A fork. Sterling silver, if she was not mistaken. A silver fork, sitting through winter and summer, for eighteen years. The Kings' Hotel with a silver service? Kate smiled. Perhaps old man Marcotte had
contributed to his son's business more than he knew. She tucked the fork in the pocket of her shorts and headed back toward the truck.

Mary emerged from the woods carrying something large and obviously heavy, some kind of panel.

“What on earth is that?” said Kate.

“I have no idea, dear, but I'd venture to say it's authentically antique!” Groaning, Mary lugged the thing over a ditch and let it drop on the sand lot. “What do you think, besides the fact that my T-shirt is ruined?”

Kate considered the thing at their feet. A black metal door-like thing. Not a regular door, but something to be opened and closed nonetheless. A handle was still attached, as were the fittings for hinges.

“Mary,” she said. “Do you mind bringing this back with us in your truck?”

“Not a bit, dear,” Mary said. “But I'll let you do the honours lifting it in. I think I just pulled something in my back.”

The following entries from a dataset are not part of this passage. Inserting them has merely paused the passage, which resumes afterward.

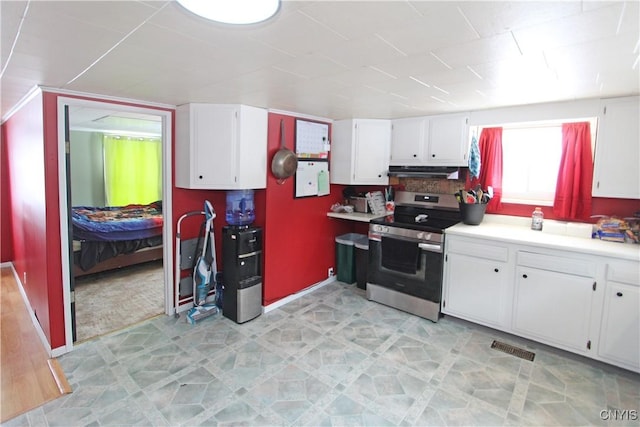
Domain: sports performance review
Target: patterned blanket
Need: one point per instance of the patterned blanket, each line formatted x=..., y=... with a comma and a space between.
x=117, y=222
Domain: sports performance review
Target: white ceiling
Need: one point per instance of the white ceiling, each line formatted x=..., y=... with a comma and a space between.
x=333, y=59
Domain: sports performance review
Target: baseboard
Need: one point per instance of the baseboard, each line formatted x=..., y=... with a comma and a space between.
x=59, y=376
x=297, y=295
x=34, y=319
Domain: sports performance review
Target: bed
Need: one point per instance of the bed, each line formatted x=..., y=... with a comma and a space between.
x=106, y=238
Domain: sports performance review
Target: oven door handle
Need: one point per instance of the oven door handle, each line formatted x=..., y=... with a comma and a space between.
x=430, y=247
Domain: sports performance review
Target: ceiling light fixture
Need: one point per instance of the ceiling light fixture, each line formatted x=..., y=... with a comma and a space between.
x=233, y=11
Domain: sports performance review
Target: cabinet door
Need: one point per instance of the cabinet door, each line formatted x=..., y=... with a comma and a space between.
x=475, y=289
x=553, y=307
x=620, y=331
x=448, y=140
x=616, y=173
x=342, y=135
x=408, y=141
x=372, y=142
x=221, y=164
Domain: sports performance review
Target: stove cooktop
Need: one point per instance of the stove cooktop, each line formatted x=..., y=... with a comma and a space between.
x=424, y=212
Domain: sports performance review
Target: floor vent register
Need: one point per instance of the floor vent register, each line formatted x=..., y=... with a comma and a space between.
x=515, y=351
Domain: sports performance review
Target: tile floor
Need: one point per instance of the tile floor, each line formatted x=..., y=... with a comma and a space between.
x=329, y=358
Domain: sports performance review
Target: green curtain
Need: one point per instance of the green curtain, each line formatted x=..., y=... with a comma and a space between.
x=132, y=169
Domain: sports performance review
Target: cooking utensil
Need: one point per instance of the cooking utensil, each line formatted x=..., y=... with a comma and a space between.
x=284, y=162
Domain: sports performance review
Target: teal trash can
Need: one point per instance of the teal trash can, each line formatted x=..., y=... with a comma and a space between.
x=362, y=260
x=345, y=257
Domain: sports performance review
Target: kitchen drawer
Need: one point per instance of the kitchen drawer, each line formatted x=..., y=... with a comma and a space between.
x=479, y=250
x=624, y=272
x=577, y=267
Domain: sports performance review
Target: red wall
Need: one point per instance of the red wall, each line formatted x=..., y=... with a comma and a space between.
x=33, y=192
x=299, y=237
x=6, y=239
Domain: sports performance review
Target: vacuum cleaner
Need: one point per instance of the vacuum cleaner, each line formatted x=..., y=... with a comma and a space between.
x=204, y=272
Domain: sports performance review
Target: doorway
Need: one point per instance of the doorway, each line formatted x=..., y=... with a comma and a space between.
x=116, y=279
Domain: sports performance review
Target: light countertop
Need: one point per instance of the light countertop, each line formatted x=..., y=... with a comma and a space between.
x=554, y=235
x=355, y=216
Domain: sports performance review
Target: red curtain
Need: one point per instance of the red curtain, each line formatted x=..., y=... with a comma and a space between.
x=490, y=145
x=573, y=188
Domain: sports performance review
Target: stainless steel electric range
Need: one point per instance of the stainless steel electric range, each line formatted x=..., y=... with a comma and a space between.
x=406, y=253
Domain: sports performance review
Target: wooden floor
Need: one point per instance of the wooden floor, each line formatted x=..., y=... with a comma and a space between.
x=29, y=378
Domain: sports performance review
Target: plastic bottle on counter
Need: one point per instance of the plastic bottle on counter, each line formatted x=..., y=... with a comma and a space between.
x=537, y=217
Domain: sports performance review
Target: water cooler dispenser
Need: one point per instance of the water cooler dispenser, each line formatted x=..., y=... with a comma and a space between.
x=242, y=270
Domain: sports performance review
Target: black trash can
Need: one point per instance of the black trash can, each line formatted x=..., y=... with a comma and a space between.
x=345, y=257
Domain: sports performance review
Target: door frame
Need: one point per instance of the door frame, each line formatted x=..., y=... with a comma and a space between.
x=167, y=203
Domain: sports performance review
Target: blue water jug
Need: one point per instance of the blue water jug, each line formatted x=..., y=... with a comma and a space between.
x=240, y=210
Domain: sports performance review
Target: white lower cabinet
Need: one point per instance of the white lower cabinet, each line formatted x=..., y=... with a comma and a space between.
x=553, y=307
x=552, y=299
x=579, y=302
x=477, y=282
x=620, y=329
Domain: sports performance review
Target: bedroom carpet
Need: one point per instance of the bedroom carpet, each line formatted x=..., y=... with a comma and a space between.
x=112, y=300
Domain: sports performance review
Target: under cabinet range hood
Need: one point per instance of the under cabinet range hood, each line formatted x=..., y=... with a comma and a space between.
x=449, y=172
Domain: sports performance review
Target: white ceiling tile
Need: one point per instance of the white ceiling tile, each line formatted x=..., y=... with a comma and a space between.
x=589, y=26
x=355, y=19
x=329, y=58
x=494, y=48
x=495, y=17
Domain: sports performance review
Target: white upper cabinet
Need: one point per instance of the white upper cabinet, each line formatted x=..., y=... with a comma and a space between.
x=448, y=140
x=430, y=141
x=360, y=152
x=616, y=173
x=409, y=141
x=221, y=147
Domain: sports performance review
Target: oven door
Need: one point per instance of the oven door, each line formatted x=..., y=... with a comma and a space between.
x=406, y=266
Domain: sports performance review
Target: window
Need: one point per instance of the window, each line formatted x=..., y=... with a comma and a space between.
x=133, y=170
x=531, y=158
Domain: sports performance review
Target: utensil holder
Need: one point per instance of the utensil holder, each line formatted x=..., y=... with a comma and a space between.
x=472, y=213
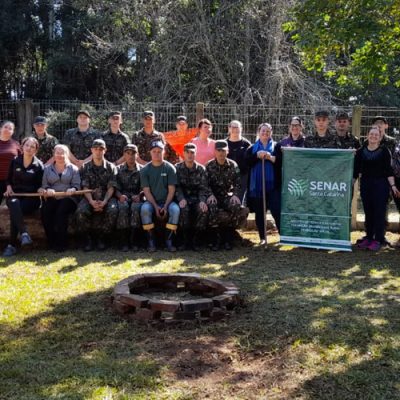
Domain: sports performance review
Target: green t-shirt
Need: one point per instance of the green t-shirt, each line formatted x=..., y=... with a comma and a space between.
x=158, y=179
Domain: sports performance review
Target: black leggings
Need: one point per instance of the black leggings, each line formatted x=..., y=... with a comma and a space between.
x=55, y=214
x=18, y=208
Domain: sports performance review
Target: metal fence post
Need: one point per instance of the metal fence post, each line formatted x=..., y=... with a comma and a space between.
x=199, y=112
x=356, y=130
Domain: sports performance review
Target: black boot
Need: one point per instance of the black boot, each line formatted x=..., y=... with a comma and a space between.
x=168, y=240
x=151, y=246
x=101, y=244
x=135, y=238
x=88, y=243
x=215, y=239
x=124, y=240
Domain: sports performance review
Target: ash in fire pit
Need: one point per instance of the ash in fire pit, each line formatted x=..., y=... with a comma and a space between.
x=173, y=297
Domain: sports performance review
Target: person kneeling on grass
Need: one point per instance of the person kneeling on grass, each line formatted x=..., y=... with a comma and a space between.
x=158, y=179
x=24, y=176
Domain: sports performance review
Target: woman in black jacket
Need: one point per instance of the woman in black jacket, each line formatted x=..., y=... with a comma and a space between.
x=24, y=176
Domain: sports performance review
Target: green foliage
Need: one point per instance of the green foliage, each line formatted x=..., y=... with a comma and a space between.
x=352, y=43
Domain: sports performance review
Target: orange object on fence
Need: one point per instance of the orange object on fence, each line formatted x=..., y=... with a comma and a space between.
x=178, y=139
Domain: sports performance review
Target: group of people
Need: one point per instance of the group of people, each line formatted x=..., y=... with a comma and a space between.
x=106, y=183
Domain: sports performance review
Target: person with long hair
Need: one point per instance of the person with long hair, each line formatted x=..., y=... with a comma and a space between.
x=373, y=162
x=238, y=146
x=24, y=176
x=59, y=176
x=262, y=149
x=9, y=149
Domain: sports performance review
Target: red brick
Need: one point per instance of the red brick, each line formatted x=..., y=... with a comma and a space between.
x=197, y=305
x=134, y=300
x=164, y=305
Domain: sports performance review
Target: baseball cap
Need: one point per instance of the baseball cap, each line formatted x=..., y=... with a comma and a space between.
x=99, y=143
x=221, y=145
x=157, y=143
x=190, y=147
x=40, y=120
x=131, y=147
x=322, y=113
x=85, y=112
x=148, y=113
x=342, y=115
x=379, y=118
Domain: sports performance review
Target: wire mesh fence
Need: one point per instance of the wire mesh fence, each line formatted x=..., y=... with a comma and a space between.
x=62, y=116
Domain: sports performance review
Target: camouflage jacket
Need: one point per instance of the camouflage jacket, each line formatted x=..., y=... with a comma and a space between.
x=80, y=143
x=99, y=178
x=144, y=140
x=192, y=183
x=329, y=141
x=46, y=147
x=349, y=141
x=128, y=180
x=115, y=143
x=223, y=180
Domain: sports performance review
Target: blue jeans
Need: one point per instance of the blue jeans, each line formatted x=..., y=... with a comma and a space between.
x=147, y=212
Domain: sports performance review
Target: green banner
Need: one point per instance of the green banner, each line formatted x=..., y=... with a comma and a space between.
x=316, y=198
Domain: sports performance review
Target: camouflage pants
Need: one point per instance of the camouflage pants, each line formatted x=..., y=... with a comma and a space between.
x=235, y=214
x=193, y=216
x=129, y=215
x=89, y=220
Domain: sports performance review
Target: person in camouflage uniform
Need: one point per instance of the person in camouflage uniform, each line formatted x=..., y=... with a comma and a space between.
x=192, y=192
x=224, y=183
x=46, y=141
x=128, y=194
x=346, y=139
x=115, y=139
x=322, y=138
x=146, y=136
x=98, y=211
x=79, y=140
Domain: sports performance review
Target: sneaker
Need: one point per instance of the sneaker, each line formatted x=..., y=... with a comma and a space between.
x=25, y=239
x=9, y=251
x=374, y=245
x=363, y=244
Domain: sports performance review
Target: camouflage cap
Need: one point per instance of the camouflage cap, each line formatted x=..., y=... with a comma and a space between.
x=99, y=143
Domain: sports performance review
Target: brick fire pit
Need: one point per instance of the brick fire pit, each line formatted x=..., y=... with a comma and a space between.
x=174, y=297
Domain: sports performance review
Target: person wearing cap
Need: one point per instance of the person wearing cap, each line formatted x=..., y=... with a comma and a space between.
x=146, y=136
x=97, y=212
x=205, y=145
x=238, y=146
x=294, y=139
x=322, y=138
x=263, y=149
x=346, y=138
x=128, y=193
x=46, y=141
x=387, y=141
x=158, y=180
x=224, y=182
x=79, y=140
x=191, y=193
x=115, y=139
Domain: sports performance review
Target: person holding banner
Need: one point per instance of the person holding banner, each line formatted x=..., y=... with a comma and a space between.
x=373, y=162
x=59, y=176
x=259, y=155
x=24, y=176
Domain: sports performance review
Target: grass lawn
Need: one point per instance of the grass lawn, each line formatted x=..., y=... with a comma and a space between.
x=314, y=325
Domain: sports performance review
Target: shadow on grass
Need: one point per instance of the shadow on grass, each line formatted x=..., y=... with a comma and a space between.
x=331, y=317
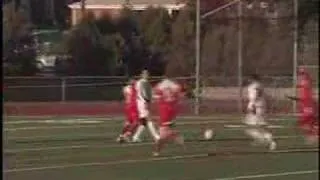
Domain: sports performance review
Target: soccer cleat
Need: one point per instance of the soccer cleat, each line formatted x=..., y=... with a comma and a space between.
x=155, y=154
x=272, y=146
x=120, y=139
x=311, y=140
x=137, y=140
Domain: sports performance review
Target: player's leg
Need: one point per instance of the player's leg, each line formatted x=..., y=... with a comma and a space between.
x=126, y=127
x=144, y=117
x=166, y=135
x=310, y=130
x=257, y=131
x=264, y=132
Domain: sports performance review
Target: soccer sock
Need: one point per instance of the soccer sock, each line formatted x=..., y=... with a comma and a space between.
x=255, y=134
x=125, y=128
x=138, y=133
x=152, y=130
x=267, y=136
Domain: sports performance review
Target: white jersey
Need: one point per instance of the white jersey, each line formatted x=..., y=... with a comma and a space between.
x=256, y=103
x=255, y=93
x=168, y=91
x=144, y=95
x=144, y=90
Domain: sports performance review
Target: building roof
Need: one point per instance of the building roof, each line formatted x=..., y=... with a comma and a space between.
x=136, y=4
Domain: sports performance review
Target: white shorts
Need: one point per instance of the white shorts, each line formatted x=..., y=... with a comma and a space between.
x=143, y=109
x=254, y=120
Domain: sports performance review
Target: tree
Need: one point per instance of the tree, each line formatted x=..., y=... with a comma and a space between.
x=17, y=42
x=92, y=44
x=180, y=59
x=308, y=9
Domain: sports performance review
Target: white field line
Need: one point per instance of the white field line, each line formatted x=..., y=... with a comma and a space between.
x=112, y=119
x=99, y=146
x=270, y=175
x=234, y=126
x=129, y=161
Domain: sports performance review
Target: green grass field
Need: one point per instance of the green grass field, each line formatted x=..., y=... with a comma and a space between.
x=71, y=148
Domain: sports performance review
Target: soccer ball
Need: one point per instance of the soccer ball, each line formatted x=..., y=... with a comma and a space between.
x=208, y=134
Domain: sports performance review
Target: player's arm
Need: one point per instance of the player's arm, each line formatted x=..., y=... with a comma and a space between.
x=146, y=91
x=293, y=98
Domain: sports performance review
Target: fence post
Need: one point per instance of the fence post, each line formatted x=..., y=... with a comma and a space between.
x=63, y=89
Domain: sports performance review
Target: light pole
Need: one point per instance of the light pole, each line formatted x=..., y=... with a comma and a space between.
x=240, y=45
x=83, y=8
x=295, y=51
x=197, y=46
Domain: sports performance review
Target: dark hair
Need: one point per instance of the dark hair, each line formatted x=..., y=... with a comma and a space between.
x=255, y=77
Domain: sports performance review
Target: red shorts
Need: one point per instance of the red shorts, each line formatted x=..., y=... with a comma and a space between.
x=131, y=115
x=167, y=133
x=167, y=113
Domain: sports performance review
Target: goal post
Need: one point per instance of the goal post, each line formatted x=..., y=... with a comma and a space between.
x=240, y=38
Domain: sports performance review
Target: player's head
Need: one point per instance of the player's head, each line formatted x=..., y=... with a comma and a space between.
x=145, y=74
x=254, y=77
x=130, y=81
x=301, y=71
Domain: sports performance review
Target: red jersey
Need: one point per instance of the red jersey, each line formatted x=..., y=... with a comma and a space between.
x=130, y=96
x=167, y=93
x=305, y=104
x=305, y=88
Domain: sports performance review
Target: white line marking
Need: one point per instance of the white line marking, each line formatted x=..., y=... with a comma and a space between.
x=270, y=175
x=63, y=137
x=129, y=161
x=99, y=146
x=51, y=127
x=119, y=118
x=75, y=147
x=99, y=124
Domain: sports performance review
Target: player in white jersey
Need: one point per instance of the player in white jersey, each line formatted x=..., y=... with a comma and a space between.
x=144, y=96
x=255, y=118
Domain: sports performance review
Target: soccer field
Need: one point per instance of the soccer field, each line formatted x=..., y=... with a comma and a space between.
x=84, y=148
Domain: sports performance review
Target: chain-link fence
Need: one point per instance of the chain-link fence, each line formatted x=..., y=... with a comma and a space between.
x=257, y=37
x=218, y=94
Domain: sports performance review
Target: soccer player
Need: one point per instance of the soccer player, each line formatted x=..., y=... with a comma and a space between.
x=131, y=112
x=255, y=118
x=306, y=107
x=167, y=93
x=144, y=96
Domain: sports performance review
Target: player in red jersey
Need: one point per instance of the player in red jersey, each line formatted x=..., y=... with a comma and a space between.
x=167, y=94
x=131, y=112
x=308, y=121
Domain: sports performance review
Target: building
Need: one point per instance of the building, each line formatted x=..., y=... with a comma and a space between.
x=113, y=7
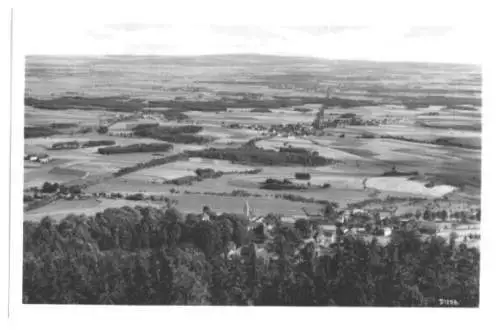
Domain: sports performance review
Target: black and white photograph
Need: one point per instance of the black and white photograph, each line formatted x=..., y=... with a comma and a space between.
x=287, y=165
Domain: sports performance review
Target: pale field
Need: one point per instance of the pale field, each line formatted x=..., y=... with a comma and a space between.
x=184, y=168
x=407, y=187
x=277, y=142
x=86, y=160
x=261, y=206
x=166, y=78
x=34, y=116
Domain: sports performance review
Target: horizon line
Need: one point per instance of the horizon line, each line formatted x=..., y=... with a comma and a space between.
x=253, y=54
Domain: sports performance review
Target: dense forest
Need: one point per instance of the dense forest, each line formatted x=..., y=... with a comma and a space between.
x=153, y=256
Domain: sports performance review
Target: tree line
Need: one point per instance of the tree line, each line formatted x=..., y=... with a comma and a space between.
x=146, y=255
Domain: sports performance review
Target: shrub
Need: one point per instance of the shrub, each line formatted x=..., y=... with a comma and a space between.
x=135, y=197
x=136, y=148
x=261, y=110
x=39, y=131
x=95, y=143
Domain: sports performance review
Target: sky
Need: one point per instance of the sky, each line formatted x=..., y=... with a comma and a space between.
x=156, y=35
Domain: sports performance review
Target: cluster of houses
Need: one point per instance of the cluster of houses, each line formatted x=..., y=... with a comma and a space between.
x=37, y=158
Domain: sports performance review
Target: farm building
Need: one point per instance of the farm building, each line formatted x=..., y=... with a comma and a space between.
x=66, y=145
x=121, y=132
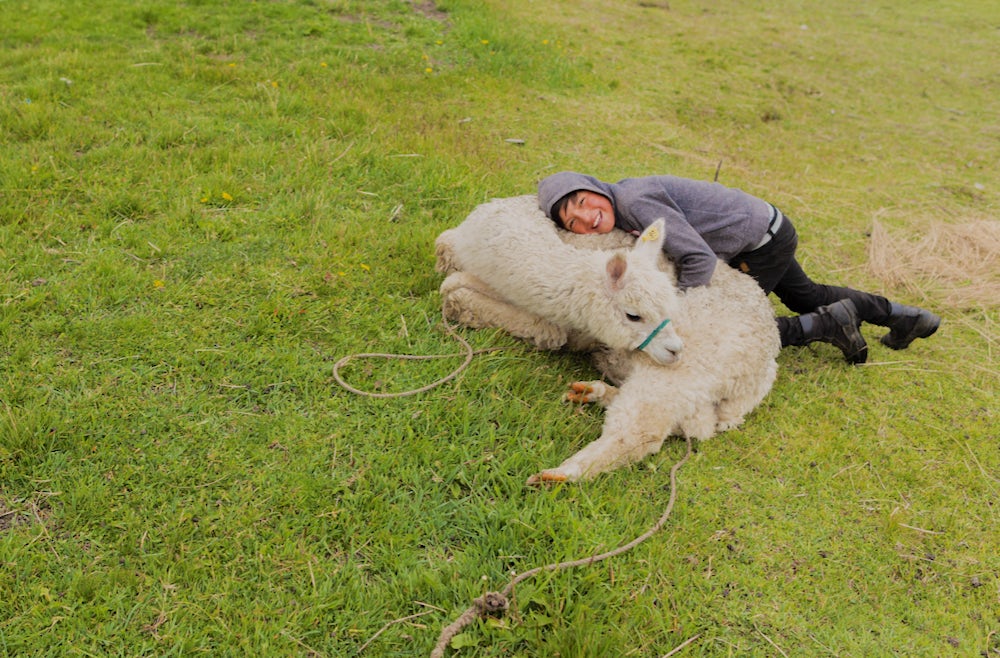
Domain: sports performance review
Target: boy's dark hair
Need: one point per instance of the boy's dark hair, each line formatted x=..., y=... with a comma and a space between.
x=558, y=207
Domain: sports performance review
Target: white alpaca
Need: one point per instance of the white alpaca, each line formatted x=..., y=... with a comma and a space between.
x=728, y=329
x=621, y=299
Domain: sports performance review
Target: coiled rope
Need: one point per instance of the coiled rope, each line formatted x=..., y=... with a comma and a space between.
x=497, y=603
x=469, y=353
x=493, y=603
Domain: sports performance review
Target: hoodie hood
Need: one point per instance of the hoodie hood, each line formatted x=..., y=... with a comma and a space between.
x=556, y=186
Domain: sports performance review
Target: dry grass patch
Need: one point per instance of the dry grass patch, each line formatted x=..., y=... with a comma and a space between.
x=957, y=265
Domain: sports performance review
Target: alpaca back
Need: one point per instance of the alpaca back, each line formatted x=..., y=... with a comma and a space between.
x=618, y=299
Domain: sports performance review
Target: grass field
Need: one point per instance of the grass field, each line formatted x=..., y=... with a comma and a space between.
x=205, y=204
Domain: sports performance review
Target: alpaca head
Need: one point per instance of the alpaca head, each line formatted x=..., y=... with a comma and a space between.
x=643, y=300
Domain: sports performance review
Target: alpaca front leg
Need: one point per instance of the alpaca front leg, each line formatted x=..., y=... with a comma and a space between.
x=634, y=429
x=590, y=392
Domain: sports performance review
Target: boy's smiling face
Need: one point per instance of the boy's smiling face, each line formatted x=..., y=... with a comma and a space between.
x=587, y=212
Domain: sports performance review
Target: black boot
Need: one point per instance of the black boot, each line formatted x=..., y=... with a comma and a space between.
x=837, y=324
x=906, y=324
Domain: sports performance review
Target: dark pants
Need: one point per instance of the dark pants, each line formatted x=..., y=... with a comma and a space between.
x=775, y=269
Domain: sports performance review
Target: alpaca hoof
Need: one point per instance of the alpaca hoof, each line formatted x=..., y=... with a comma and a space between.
x=551, y=476
x=584, y=392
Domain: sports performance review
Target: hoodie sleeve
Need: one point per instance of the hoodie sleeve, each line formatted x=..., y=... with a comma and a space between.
x=694, y=259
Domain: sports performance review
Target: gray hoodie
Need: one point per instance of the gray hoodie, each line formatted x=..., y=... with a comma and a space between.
x=704, y=221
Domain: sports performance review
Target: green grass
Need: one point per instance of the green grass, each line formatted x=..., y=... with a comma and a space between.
x=205, y=204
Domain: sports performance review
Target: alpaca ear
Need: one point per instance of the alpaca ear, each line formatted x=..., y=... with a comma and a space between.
x=617, y=265
x=651, y=240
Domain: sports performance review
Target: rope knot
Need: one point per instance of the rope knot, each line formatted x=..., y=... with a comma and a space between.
x=492, y=603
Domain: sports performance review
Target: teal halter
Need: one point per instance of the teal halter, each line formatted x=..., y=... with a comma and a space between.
x=652, y=335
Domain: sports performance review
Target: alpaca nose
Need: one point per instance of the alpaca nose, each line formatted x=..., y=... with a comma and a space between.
x=666, y=352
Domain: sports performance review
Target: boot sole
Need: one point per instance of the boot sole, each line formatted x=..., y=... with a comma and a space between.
x=846, y=314
x=926, y=325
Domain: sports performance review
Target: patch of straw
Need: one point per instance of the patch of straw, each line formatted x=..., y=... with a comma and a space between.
x=956, y=265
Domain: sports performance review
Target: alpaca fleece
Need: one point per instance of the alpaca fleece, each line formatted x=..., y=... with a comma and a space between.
x=551, y=287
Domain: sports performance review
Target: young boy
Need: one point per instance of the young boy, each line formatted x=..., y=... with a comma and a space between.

Kate wanted and didn't want to know. She got whiffs of rumours: drug deal gone bad; things so dire at home he'd run away; some babe swept him off his feet. Each sliver of news held its own
frisson
. But after a while, with no definitive answer, Kate found it better not to hear or speculate. Whatever the reason, J.P. was gone. He was not coming back.

Kate's enthusiasm failed. Marks at school, which had customarily been good, fell to fair or poor — with the exception of English. For the major essay that term, meant to be a persuasive argument, she wrote a scathing satire in the style of Jonathan Swift, advocating early removal of the sexual organs of nine-tenths of the male population (one-tenth to be kept for reproduction of the species), as a solution to current social ills. These ills Kate construed as those suffered by teenage girls in particular — specifically, romantic heartbreak and unplanned pregnancy — and of the world in general, defined as gonad-driven violence and war. For this literary effort, her English teacher, Miss Brundage, let slip the exalted mark of eighty-seven from her notoriously stingy grasp. But it was the anonymous
second
marker (since it was a major essay assignment) that so stunned Kate and the rest of her class. This anonymous angel had anointed Kate's paper with the unheard-of mark of ninety-eight, giving Kate an overall average for the paper a record 94 percent. This mark in turn raised her English average high enough to win the subject medal that June.

Outside of this small victory, however, life had lost its pizzazz. Kate's weekly jazz dance class had grown stale, prompting her to quit. Finding her duties as secretary of the student council — a position she had fought for with a rather good speech to the assembled school — rather dull, she handed them over without ado to Nancy O'Brien, the girl who had disabused Kate in Grade 6 of her belief in auto-impregnation. Several friends Kate had known all her life, hurt by her lacklustre attitude, drifted beyond reach.

Nicholas kept sporadic contact, but with characteristic good manners, waited nearly a year before asking her to their final year Valentine's dance. Kate said no. And there — ah, there was the rub. Numbskull that she was, Kate said no to the dance. No, when she should have said yes.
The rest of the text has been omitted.